Le Tribunal administratif avait alors annulé la décision de demande de pièces complémentaires tout en refusant de reconnaître la requérante en tant que titulaire d’une décision de non-opposition.

Le Conseil d’État a confirmé le jugement et a détaillé les conséquences pratiques d’une telle annulation.

En premier lieu, il précise que le demandeur ne devient pas automatiquement titulaire d’une décision de non-opposition, au sens de l’article R. 424-1 du code de l’urbanisme, en cas d’annulation d’une décision de demande de pièces complémentaires.

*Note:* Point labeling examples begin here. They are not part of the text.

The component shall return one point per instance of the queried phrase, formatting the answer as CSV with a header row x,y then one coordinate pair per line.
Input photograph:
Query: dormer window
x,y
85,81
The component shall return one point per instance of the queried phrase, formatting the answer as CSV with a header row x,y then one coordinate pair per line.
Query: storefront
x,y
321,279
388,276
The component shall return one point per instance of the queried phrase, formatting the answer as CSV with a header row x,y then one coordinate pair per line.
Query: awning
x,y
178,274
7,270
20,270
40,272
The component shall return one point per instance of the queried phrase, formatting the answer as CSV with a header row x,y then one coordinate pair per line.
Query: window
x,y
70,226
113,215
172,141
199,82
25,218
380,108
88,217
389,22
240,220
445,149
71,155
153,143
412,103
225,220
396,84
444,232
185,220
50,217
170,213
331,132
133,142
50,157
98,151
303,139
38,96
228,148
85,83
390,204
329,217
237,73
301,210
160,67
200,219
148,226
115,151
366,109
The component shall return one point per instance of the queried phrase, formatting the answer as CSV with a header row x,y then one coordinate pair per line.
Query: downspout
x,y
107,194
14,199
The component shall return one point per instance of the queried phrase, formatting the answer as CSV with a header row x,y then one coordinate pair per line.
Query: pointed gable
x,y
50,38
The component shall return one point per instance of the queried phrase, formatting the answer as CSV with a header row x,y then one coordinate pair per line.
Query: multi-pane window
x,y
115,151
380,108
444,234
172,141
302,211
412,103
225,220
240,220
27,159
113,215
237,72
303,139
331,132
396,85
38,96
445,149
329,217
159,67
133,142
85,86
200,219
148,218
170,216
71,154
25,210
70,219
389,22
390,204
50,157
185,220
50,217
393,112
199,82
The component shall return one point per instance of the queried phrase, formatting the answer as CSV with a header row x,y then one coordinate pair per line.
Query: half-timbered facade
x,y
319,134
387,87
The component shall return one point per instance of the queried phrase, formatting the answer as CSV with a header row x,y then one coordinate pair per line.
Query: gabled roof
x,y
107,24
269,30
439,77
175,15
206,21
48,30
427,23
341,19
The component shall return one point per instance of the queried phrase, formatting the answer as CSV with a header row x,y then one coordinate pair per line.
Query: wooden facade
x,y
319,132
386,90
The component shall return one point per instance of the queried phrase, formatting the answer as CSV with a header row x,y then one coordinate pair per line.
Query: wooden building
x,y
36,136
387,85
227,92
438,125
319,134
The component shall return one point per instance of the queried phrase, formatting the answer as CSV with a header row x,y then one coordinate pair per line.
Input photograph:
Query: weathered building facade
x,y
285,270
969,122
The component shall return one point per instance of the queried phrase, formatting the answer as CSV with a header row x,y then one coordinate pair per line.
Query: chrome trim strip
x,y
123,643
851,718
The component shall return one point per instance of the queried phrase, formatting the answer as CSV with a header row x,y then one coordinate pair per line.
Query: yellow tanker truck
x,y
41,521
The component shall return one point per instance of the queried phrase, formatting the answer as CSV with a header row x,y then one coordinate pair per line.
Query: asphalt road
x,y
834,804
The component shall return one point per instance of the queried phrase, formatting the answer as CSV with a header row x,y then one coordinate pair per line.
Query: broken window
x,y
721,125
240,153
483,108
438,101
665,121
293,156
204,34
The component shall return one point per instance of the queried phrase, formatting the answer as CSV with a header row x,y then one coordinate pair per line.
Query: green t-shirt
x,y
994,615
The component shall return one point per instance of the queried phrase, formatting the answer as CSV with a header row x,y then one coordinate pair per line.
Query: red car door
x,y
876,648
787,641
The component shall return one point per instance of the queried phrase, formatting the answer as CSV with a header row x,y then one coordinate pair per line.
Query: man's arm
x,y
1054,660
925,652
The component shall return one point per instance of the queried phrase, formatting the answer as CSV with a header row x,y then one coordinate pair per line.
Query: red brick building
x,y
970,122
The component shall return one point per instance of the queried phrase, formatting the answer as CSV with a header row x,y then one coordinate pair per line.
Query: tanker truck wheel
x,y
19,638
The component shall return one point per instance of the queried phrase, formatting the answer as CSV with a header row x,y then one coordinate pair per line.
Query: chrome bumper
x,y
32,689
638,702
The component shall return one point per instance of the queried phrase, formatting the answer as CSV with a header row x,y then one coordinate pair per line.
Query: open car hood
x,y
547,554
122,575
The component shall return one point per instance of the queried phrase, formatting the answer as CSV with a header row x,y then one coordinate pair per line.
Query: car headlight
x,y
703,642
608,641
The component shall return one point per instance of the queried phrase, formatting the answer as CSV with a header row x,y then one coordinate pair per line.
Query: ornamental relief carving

En second lieu, il indique que si la décision de demande de pièces complémentaires est suivie d’une décision de tacite opposition, l’annulation de la première n’entraîne pas la disparition de la seconde en l’absence de conclusions dirigées contre elle.

Toutefois, le Conseil d’Etat permet au pétitionnaire de ne pas reprendre la procédure ab initio. Ainsi, « le pétitionnaire peut confirmer sa demande auprès de l’autorité compétente sans avoir à reprendre l’ensemble des formalités exigées lors de l’instruction de la demande initiale ». L’autorité compétente « dispose alors d’un délai d’un mois à compter de cette confirmation pour se prononcer sur la demande et, le cas échéant, retirer la décision tacite d’opposition ». « A défaut de notification d’une décision expresse dans ce délai, le silence gardé par l’autorité compétente donnera naissance à une décision de non-opposition à la déclaration préalable valant retrait de la décision implicite d’opposition. »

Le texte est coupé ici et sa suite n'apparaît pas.